Ceci est important dans la mesure où les participants sont conscients de leur limite d’intervention et du rôle essentiel que les parents ont à jouer en tant qu’acteurs du changement visé chez l’enfant dans les programmes et non en tant que bénéficiaires du programme. Il s’agit donc d’impliquer vraiment le parent, reconnaître ses ressources, le valoriser et développer une relation plus cordiale, explique encore Camille Sénèque.
Sous cette approche partagée à travers Facilit’Art, approche qui a fait ses preuves à TIPA avant que l’ONG décide de la partager avec d’autres personnes engagées dans le travail avec les enfants, les activités artistiques sont le sommet de l’iceberg ; le moyen utilisé pour travailler en profondeur avec l’enfant et son environnement immédiat. En engageant la participation d’un enfant à une activité artistique dans laquelle chaque étape a une valeur pédagogique, l’objectif à atteindre est, non pas d’amener l’enfant à faire un beau dessin (le résultat), mais de lui permettre de s’exprimer à travers l’Art et à se développer sur le plan social et cognitif (le processus).

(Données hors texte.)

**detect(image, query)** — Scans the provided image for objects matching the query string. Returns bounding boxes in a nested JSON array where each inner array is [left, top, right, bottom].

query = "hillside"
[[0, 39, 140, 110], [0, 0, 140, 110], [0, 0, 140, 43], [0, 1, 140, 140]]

« Ceci implique la manière d’aborder avec l’enfant l’activité en question, de l’engager dans les différentes étapes et d’encourager sa participation active, et va jusqu’à une évaluation de l’activité par l’éducateur en vue de l’amélioration de sa pratique pédagogique, et même une auto-évaluation de l’enfant qui identifie lui-même les manières de progresser dans l’activité. En plus d’aider l’enfant à acquérir des compétences de vie essentielles à son développement, la pédagogie interactive implique, pour l’éducateur, surtout de comprendre comment les axes enfant – environnement – éducateur sont liés et s’influencent, afin d’orienter sa pratique professionnelle pour impacter positivement l’enfant et l’accompagner au mieux dans son apprentissage. »
Le feedback des participants 2018
Par rapport à la session de l’an dernier, les participants 2018 ont souligné que les nouvelles techniques artistiques apprises les ont non-seulement inspiré à planifier des activités adaptées aux enfants avec lesquels ils travaillent mais que les sessions sur la connaissance de soi et la communication les ont aidés sur le plan personnel. Ils ont aussi remarqué que les réflexions collectives et individuelles les ont amenés à identifier les forces et faiblesses de leurs approches.
A propos de l’édition 2019
Si la formation s’est tenue l’an dernier sur 23 jours, l’édition 2019 comprend des ateliers de 29 jours étalés entre les mois de mars et octobre. Les sessions additionnelles de cette année incluent des présentations d’activités artistiques planifiées par les éducateurs en vue des visites de terrain.
Les sessions prévues les semaines et mois à venir seront centrées sur la collaboration entre les éducateurs et les parents ainsi que le soutien aux participants pour le développement d’activités cadrant avec leurs organisations et leurs services et objectifs respectifs. Ces sessions sur les parents verront la participation d’intervenants externes, notamment celle du consultant Bernard d’Argent qui interviendra sur le rôle des parents, la psychosociologue Mélanie Vigier de Latour – Bérenger qui interviendra sur les enjeux de la communication ou le Meta coach Bruneau Woomed qui évoquera la culture et l’importance de la notion de feedback.
Les thèmes abordés : la pédagogie interactive, l’exploration de techniques artistiques, le développement personnel et la remise en question des pratiques professionnelles actuelles, l’élaboration d’outils d’évaluation (pour l’évaluation des activités et l’auto-évaluation de l’enfant), le positionnement de l’éducateur (son rôle et ses responsabilités dans l’accompagnement de l’enfant), les outils de communication pour favoriser la collaboration et donner de la valeur à l’enfant, la mise en place d’une exposition, l’encouragement de la participation des enfants et de leurs parents.